During Tuesday's Mad Money program, Jim Cramer told viewers about a number of stocks that younger investors have loved, including Zoom Video Communications (ZM) . Prices have fallen significantly from their October high so this is a good time to see how much tolerance these young investors have when prices do not go the way they planned.
In
our review of December 1 we wrote that "The overall feeling I get from these three charts is that ZM could decline still further. A retest of chart support in the $300-$250 is possible. Avoid the long side until the dust settles."
Prices are retesting the lows of November so let's check again.
In this updated daily Japanese candlestick chart of ZM, below, we can see that prices failed at the underside of the cresting 50-day moving average line. The 200-day moving average line is still bullish but does not intersect until the $290 area.
The On-Balance-Volume (OBV) line peaked in last October. The Moving Average Convergence Divergence (MACD) oscillator went to a sell signal in early November when it crossed below the zero line.
In this weekly Japanese candlestick chart of ZM, below, we can see a bearish two-week candle pattern in early October - a dark cloud cover. The 40-week moving average line is still positive.

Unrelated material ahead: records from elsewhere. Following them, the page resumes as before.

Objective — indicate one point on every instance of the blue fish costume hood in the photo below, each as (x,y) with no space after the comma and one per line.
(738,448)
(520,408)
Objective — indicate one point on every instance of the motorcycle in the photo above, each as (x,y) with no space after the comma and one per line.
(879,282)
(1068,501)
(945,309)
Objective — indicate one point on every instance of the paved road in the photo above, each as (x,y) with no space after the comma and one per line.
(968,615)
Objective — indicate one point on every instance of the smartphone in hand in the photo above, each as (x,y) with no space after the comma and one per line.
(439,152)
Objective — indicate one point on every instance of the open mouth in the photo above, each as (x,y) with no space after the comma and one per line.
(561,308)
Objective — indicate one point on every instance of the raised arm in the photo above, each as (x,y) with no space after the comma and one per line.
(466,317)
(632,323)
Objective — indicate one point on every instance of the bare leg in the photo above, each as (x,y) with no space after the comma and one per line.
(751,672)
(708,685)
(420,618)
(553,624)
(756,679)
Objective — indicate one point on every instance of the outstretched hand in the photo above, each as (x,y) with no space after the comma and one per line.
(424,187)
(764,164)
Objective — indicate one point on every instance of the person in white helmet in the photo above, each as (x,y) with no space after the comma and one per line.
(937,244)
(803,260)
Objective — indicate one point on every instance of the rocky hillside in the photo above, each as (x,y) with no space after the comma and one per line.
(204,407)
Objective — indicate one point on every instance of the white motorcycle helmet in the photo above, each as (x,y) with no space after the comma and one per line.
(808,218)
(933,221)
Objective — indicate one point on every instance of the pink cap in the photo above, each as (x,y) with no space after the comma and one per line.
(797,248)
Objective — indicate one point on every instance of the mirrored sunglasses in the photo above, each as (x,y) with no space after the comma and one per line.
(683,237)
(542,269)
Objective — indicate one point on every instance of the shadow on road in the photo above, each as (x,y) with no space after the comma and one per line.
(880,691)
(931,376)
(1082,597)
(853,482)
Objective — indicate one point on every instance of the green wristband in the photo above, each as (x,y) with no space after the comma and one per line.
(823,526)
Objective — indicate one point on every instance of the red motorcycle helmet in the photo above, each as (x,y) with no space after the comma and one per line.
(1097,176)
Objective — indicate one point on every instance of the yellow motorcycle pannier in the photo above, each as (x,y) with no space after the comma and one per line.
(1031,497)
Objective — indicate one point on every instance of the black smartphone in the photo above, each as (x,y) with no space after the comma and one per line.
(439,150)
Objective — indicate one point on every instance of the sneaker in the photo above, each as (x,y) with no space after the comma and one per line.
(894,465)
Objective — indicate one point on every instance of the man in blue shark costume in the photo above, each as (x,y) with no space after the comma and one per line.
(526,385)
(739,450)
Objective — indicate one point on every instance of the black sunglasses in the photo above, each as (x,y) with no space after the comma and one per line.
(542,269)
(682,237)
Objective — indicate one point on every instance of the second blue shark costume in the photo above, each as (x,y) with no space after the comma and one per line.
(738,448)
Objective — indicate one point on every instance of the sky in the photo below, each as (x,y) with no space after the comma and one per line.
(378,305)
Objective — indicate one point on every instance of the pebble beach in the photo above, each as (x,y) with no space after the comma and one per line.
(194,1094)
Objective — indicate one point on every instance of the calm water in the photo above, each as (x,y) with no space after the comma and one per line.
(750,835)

The OBV line has been weakening the past three months and tells us that sellers of ZM have been getting more aggressive.
The MACD oscillator crossed to the downside in early November for a take profit sell signal.
In this Point and Figure chart of ZM, below, we used daily price data. The software is reading the price action as distribution (selling) and projects the $305 area as a possible downside price target.
Bottom line strategy: I have no idea where the "younger crowd" began buying ZM and what tolerance that they have to sit through corrections, but things could get "interesting" if some of these new investors become traders when the tide is going out. A decline below $375 could precipitate further weakness.